The issue now becomes – “is this a form of coercion requiring Garrity protection”? The Ohio Supreme Court on December 31, 2020 concluded that “the state’s threat to impose a legal penalty for the failure to give truthful responses in a state-medical-board investigation is coercive. This threat puts a medical doctor in the position of having to choose between two rights: the property right in the medical license or the privilege against self-incrimination.”

However, the next twist is very subtle. What about when the doctor under investigation has not been “expressly confronted * * * with the inescapable choice of either making an incriminatory statement or being fired,” State v. Graham, 136 Ohio St.3d 125, 2013-Ohio-2114, 991 N.E.2d 1116, ¶ 23.

When incriminating statements are not coerced by the direct threat of job termination in Ohio, the Ohio Supreme Court will apply an “objectively reasonable” “subjective belief” test. Id. Under that test, statements are compelled by threat of discharge if (1) a person subjectively believed that asserting the privilege would lead to discharge and (2) that belief was objectively reasonable under the circumstances.

Dr. Gideon did not do enough to convince the Court that he believed he would lose his medical license if he failed to cooperate with the interview. While Dr. Gideon testified that he subjectively believed that he would “be penalized” with the loss of his medical license if he did not answer questions posed by the medical-board investigator, his belief was not objectively reasonable. Doctors (and other licensees) must show “some demonstrable coercive action by the state beyond ‘[t]he general directive to cooperate.’ ”

Dr. Gideon did not establish through evidence that coercive action by the medical-board investigator had occurred. The trial court found no evidence that the medical-board investigator informed Gideon that “he must waive his rights against self-incrimination or subject himself to discharge or revocation of his license.”

And neither Gideon nor the investigator mentioned during the interview anything that suggested Gideon could lose his medical license if he refused to comply with the investigator’s questioning. Besides the lack of evidence showing that Gideon had an objectively reasonable basis for believing that he could lose his medical license, the trial court correctly found that R.C. 4731.22(B), which requires a doctor’s cooperation in an investigation, does not subject that doctor “to an automatic suspension or revocation” of a license should the doctor exercise the right to remain silent.

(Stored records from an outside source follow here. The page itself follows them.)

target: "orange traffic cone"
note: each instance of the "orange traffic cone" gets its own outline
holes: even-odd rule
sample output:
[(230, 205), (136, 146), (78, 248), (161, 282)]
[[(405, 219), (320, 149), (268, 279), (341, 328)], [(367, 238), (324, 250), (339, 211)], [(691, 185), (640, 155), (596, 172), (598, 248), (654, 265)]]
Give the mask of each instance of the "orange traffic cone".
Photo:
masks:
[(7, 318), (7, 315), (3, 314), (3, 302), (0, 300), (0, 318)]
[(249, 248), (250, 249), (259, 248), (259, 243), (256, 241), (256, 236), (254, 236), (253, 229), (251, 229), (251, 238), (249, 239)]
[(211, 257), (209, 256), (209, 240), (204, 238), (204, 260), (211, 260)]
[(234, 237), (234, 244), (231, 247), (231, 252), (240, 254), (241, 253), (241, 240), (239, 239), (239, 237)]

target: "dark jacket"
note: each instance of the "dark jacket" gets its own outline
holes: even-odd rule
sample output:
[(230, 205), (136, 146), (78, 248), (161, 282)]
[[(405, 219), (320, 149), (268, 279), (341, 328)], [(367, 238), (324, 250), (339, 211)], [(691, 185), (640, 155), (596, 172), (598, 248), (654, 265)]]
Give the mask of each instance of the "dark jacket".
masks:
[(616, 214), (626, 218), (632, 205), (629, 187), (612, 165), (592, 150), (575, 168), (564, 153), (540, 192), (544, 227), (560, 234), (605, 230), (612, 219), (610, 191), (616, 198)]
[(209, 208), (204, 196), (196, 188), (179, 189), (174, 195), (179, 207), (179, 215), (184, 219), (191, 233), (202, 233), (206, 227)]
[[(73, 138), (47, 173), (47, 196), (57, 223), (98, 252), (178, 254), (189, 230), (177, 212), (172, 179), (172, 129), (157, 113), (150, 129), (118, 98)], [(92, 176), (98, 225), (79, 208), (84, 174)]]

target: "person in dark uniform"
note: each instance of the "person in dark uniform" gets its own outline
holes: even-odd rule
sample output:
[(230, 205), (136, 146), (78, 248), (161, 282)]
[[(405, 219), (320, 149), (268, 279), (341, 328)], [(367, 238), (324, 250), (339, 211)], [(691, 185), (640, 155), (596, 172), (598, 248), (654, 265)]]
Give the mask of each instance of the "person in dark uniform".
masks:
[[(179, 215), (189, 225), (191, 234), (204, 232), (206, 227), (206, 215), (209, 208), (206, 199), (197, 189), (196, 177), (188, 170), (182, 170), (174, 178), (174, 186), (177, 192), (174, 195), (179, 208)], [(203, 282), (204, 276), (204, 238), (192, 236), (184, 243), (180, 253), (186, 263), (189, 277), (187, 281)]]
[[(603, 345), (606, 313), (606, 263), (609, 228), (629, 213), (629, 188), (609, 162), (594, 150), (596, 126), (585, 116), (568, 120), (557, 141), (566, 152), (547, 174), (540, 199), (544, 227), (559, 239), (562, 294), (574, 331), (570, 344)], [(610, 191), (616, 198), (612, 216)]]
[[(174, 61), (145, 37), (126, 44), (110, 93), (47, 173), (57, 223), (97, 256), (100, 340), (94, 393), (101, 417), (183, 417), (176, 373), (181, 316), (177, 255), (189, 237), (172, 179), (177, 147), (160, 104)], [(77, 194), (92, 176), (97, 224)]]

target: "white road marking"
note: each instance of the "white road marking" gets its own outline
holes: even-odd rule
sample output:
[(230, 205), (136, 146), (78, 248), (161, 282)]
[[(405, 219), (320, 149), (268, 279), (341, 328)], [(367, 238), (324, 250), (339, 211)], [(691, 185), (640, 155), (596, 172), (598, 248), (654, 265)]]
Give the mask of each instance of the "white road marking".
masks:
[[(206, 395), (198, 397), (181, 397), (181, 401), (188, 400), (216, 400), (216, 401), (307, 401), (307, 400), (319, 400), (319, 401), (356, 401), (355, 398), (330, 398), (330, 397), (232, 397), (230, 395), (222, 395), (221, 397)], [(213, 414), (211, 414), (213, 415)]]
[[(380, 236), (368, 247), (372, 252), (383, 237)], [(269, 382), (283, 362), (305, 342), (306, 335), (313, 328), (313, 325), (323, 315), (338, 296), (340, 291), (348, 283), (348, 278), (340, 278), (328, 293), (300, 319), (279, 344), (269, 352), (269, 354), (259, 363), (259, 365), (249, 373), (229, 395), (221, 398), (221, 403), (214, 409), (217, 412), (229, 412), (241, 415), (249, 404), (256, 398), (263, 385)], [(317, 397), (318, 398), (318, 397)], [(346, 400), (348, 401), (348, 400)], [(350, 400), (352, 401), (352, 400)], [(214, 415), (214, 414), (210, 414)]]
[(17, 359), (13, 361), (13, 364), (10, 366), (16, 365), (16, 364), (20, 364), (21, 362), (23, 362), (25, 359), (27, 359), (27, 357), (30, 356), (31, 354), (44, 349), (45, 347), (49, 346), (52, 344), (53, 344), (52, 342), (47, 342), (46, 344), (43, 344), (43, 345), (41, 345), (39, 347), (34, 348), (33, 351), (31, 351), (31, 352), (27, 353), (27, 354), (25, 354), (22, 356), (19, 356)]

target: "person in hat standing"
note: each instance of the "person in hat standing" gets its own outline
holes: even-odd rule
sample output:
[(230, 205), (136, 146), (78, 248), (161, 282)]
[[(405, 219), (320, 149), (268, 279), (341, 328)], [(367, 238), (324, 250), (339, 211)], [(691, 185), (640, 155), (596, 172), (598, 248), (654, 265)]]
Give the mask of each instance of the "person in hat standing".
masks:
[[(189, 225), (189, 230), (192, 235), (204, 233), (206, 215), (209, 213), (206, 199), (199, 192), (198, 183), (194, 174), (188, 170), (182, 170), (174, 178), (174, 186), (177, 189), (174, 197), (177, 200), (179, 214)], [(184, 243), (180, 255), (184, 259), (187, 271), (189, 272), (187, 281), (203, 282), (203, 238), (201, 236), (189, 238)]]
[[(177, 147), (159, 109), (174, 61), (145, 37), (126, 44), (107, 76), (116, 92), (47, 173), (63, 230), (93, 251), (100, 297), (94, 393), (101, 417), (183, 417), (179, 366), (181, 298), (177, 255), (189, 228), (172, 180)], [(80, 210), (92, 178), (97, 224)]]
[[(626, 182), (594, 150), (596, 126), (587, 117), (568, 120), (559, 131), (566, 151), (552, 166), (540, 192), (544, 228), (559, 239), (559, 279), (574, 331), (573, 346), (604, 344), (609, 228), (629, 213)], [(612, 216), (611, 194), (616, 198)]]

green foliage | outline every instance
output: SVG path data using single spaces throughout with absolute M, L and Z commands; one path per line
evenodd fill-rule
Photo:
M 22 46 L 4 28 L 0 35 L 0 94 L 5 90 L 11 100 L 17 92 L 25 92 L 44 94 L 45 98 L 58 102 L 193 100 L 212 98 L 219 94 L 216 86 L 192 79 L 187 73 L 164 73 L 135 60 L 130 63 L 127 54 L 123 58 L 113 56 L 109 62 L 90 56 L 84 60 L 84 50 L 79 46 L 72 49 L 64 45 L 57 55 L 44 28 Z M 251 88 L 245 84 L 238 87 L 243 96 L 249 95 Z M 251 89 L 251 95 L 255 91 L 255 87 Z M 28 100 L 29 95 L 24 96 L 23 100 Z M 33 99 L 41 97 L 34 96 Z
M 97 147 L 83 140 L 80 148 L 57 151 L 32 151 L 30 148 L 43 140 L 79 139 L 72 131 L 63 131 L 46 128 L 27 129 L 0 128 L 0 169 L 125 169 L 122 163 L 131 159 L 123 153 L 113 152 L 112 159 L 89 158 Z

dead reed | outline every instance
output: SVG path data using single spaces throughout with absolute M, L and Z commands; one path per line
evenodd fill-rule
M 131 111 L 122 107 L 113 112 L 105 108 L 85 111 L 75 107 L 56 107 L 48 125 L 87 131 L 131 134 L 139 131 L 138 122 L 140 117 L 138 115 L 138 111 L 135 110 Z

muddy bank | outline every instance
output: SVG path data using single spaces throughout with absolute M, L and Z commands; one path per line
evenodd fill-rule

The discipline is not automatic. It requires the affirmative vote of “not fewer than six” medical-board members to impose discipline for one of the reasons listed in R.C. 4731.22(B). And even when the medical board determines that a doctor has committed a violation, revocation of a medical license is not a required sanction—it is one of several sanctions available to the board. See R.C. 4731.22(B). In Gideon’s case, there was no direct threat of discipline for failure to cooperate; he faced only the possibility of discipline.

Under this case, it is now unequivocal that a doctor, nurse, lawyer or other state licensee must retain legal counsel before speaking to any government investigator.